Depends on the condition of the installation, Kays.


----------



## snowleopard (Jan 29, 2011)

I don't know about that, but take a look at dolts like me, willing to consider dropping $5k plus for an old Synclavier, when I know I can get more sounds, more versatile sounds, and mostly superior sounds out of a laptop running some good plug-ins.

Of course, maybe in 20-50 years when there are no Synclavier parts left, there will be but a few dozen people on the planet that own them, and people will oooh and aahhh at them, regardless of the sound, and the price will go back up to $100,000. 

8)


----------



## Ed (Jan 29, 2011)

the question is did it have icky animal products in it


----------



## rgames (Jan 29, 2011)

stonzthro @ Sat Jan 29 said:


> for some reason winds and brass haven't really made that transition (that I know of).


I'll tell you why: we know better 

rgames


----------



## wst3 (Jan 29, 2011)

snowleopard @ Sat Jan 29 said:


> I don't know about that, but take a look at dolts like me, willing to consider dropping $5k plus for an old Synclavier, when I know I can get more sounds, more versatile sounds, and mostly superior sounds out of a laptop running some good plug-ins.


That's frightening... cause I understand completely. While it might not be the most practical purchase, sometimes that doesn't have to be the main factor, there's a cool factor, or a history factor... I understand completely, I'd love to have one too.

aside - I worked as a studio tech for a while, and I've done some circuit design work over the years, so I had the need for some specialized test equipment. I have now what amounts to a museum of older audio test sets.
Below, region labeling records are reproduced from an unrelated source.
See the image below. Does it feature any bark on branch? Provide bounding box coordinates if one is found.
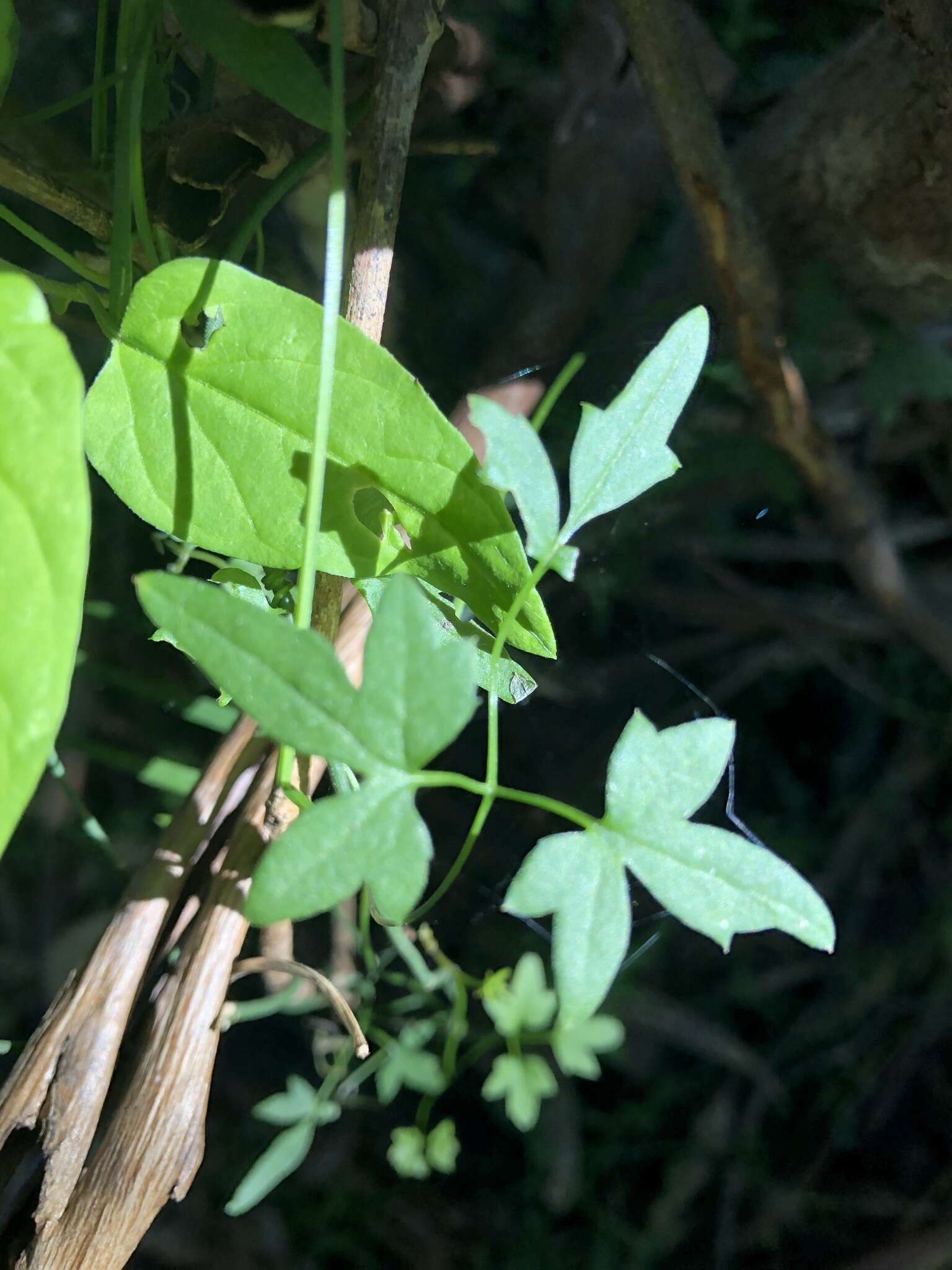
[619,0,952,678]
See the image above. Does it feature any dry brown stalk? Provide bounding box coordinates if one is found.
[618,0,952,678]
[0,719,263,1250]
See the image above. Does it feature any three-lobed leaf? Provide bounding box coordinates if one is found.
[482,1054,558,1133]
[0,273,89,852]
[173,0,330,132]
[86,259,555,657]
[0,0,20,103]
[482,952,556,1036]
[561,308,710,541]
[504,711,835,1028]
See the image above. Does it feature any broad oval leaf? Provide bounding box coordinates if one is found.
[0,0,20,103]
[561,309,710,542]
[354,578,476,771]
[624,820,835,952]
[173,0,330,132]
[469,395,558,560]
[86,259,555,657]
[245,777,433,926]
[0,273,89,851]
[503,825,631,1026]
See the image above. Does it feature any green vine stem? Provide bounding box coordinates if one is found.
[529,353,585,432]
[0,203,105,287]
[278,0,346,793]
[407,559,556,922]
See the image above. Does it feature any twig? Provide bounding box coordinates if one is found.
[618,0,952,678]
[346,0,443,343]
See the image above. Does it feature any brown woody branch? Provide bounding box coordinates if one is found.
[618,0,952,677]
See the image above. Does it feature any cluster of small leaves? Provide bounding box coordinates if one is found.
[482,952,625,1133]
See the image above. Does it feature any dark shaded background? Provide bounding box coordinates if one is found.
[0,0,952,1270]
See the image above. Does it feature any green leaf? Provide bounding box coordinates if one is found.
[561,309,710,542]
[482,952,556,1036]
[252,1076,322,1126]
[0,273,89,852]
[0,0,20,103]
[426,1119,459,1173]
[86,259,555,657]
[224,1120,316,1217]
[136,572,378,771]
[606,710,735,825]
[387,1126,430,1181]
[351,578,476,771]
[173,0,330,132]
[356,578,537,705]
[504,711,835,1026]
[503,825,631,1024]
[245,775,433,926]
[482,1054,558,1133]
[552,1015,625,1081]
[469,395,558,560]
[377,1024,447,1105]
[136,572,476,772]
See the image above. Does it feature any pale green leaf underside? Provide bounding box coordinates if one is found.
[503,711,835,1026]
[136,572,476,773]
[356,578,538,705]
[86,259,555,657]
[469,395,558,560]
[245,776,433,926]
[561,309,710,541]
[483,952,556,1036]
[0,273,89,851]
[0,0,20,103]
[173,0,330,132]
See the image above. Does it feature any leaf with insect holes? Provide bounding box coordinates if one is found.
[469,395,558,560]
[560,309,710,542]
[136,572,476,773]
[0,272,89,852]
[173,0,330,132]
[503,710,835,1026]
[356,578,537,705]
[482,1054,558,1133]
[552,1015,625,1081]
[245,773,433,926]
[85,259,555,657]
[482,952,556,1036]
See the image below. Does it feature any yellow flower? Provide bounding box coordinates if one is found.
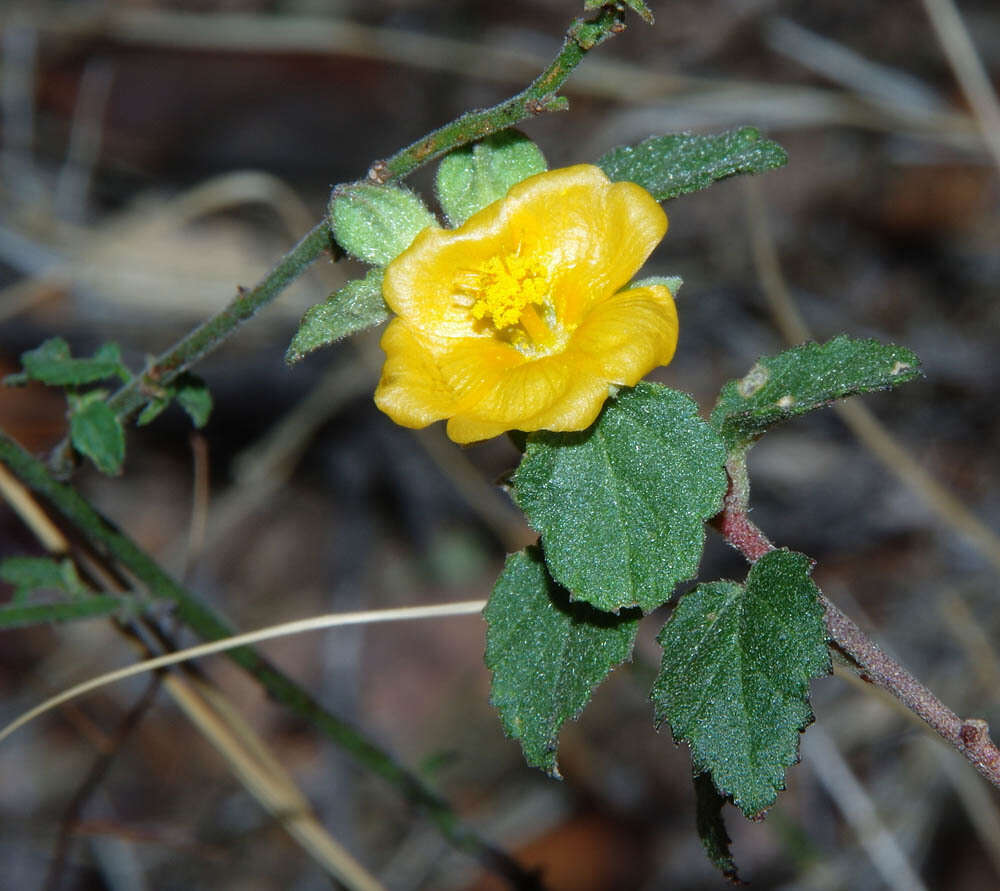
[375,164,677,443]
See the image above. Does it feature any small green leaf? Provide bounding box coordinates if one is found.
[172,374,212,430]
[437,130,546,226]
[21,337,131,387]
[69,392,125,476]
[0,594,126,628]
[285,268,389,365]
[484,548,639,776]
[514,383,727,611]
[583,0,654,25]
[711,336,922,449]
[694,773,743,885]
[135,391,170,427]
[0,557,87,603]
[597,127,788,201]
[330,183,437,266]
[652,550,830,816]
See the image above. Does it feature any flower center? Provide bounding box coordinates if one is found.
[459,252,557,355]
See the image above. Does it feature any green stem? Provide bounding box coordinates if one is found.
[368,6,625,183]
[108,219,333,419]
[0,430,538,889]
[53,6,624,460]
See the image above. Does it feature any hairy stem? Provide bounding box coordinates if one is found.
[0,430,538,889]
[714,452,1000,789]
[368,5,625,183]
[52,6,625,475]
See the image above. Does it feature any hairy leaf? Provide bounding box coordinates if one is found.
[437,130,546,226]
[285,269,389,365]
[330,183,437,266]
[15,337,131,387]
[597,127,788,201]
[484,548,639,776]
[173,374,212,429]
[694,773,743,884]
[69,392,125,476]
[711,336,921,449]
[0,594,124,628]
[652,550,830,816]
[514,383,727,611]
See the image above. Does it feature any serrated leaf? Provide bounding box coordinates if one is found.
[0,594,126,628]
[711,336,922,449]
[652,550,830,816]
[597,127,788,201]
[694,773,743,885]
[0,557,87,603]
[69,393,125,476]
[583,0,654,25]
[21,337,131,387]
[173,374,212,430]
[330,183,437,266]
[514,383,727,611]
[484,548,639,776]
[285,269,389,365]
[436,130,546,226]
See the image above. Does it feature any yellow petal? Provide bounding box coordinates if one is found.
[375,319,456,428]
[566,285,677,387]
[448,354,608,442]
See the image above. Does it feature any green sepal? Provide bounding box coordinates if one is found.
[67,390,125,476]
[135,372,213,429]
[0,557,87,603]
[583,0,654,25]
[710,336,922,449]
[652,550,830,817]
[483,548,639,777]
[628,275,684,298]
[514,383,727,612]
[597,127,788,201]
[5,337,132,387]
[285,267,389,365]
[330,183,437,266]
[436,130,546,226]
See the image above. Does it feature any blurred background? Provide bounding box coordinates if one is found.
[0,0,1000,891]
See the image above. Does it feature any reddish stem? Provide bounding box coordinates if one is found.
[714,454,1000,789]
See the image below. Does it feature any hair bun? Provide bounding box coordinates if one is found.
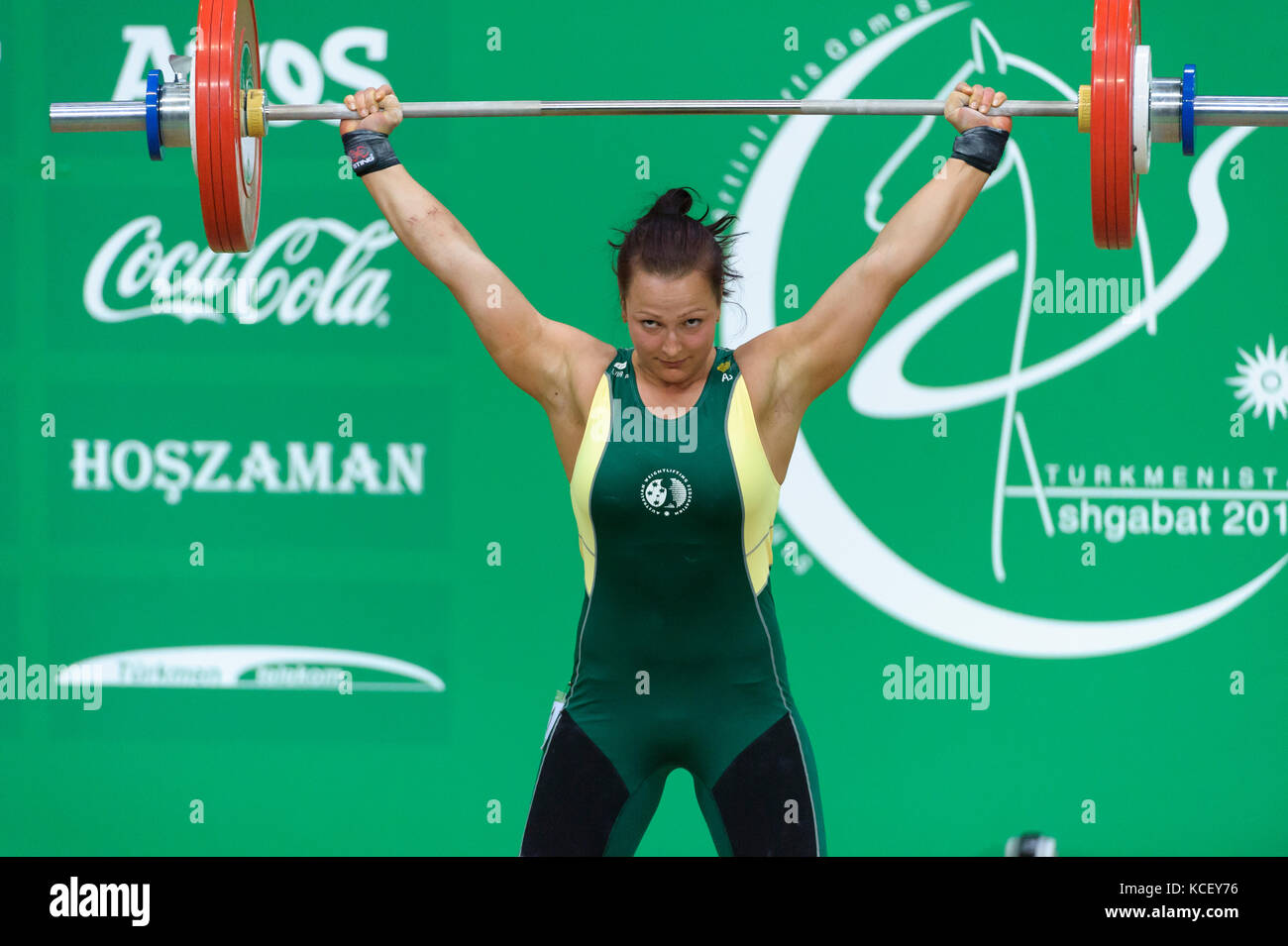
[652,186,693,216]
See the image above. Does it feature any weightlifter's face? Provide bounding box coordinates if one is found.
[622,269,720,387]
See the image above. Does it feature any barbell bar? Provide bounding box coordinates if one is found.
[49,0,1288,253]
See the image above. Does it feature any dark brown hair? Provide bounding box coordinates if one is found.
[608,186,742,329]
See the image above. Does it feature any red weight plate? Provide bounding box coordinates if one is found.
[193,0,263,253]
[1091,0,1118,247]
[1112,0,1140,250]
[1091,0,1140,250]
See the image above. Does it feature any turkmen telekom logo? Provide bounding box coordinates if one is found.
[59,644,446,692]
[720,0,1288,658]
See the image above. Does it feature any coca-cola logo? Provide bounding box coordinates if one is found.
[84,215,398,326]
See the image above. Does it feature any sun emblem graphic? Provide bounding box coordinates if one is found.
[1225,335,1288,430]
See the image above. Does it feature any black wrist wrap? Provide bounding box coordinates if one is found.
[953,125,1012,173]
[340,129,402,177]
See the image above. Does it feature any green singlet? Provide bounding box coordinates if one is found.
[522,348,825,856]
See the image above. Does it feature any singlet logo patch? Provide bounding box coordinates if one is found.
[640,468,693,516]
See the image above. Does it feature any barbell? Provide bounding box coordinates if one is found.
[49,0,1288,253]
I can use them, but there are much better choices today, and the whole laptop test bench really isn't that far off. But I like them. A couple of years ago I even bought an odd test set from a guy in England - I didn't absolutely need it, but it was a piece of audio test history, and it does do some things that other test sets don't, and it was the first specialized test set I ever used, even though I could not afford it when it was in production.

And I use the same 'logic' when it comes to microphones, guitar amplifiers, stomp boxes, some rack mount processors and even old synthesizers (think ARP 2600 and Korg MS-20, and even sillier stuff like the SCI 700 and 800). 

[quote="snowleopard]Of course, maybe in 20-50 years when there are no Synclavier parts left, there will be but a few dozen people on the planet that own them, and people will oooh and aahhh at them, regardless of the sound, and the price will go back up to $100,000. [/quote]
That's the downside of course... parts, and people that can repair them. But by then you'll have had a lot of fun with it!

$5K for a working Synclavier eh??? Wish I hadn't read that<G>!


----------



## José Herring (Jan 29, 2011)

Nick Batzdorf @ Sat Jan 29 said:


> Amazing. I just bought another Strad from a Nigerian prince who was in dire straights and didn't know to launder his money.



Thanks for the help buddy


----------



## Ned Bouhalassa (Jan 30, 2011)

And this is why I've been collecting original, 1st editions of Steinberg's Neon, the first, mouse-made VI. Just look at the detail of the graphics, the care that must have gone into the choice of colours, fonts. These will go for millions in the future, trust me!


----------



## cc64 (Jan 30, 2011)

yeah Ned, and wasn't there a rumour about them using blood to get that nice 8 bit red mahogany finish?


----------



## Ned Bouhalassa (Jan 30, 2011)

:lol:


----------



## Hannes_F (Jan 30, 2011)

The fact that collectors are driving the prices for string instruments makes me angry. Since years. No, since decades. I can't change it but I bemoan it on my own behalf and in that of other working string players.


----------



## wst3 (Jan 30, 2011)

Hannes_F @ Sun Jan 30 said:


> The fact that collectors are driving the prices for string instruments makes me angry. Since years. No, since decades. I can't change it but I bemoan it on my own behalf and in that of other working string players.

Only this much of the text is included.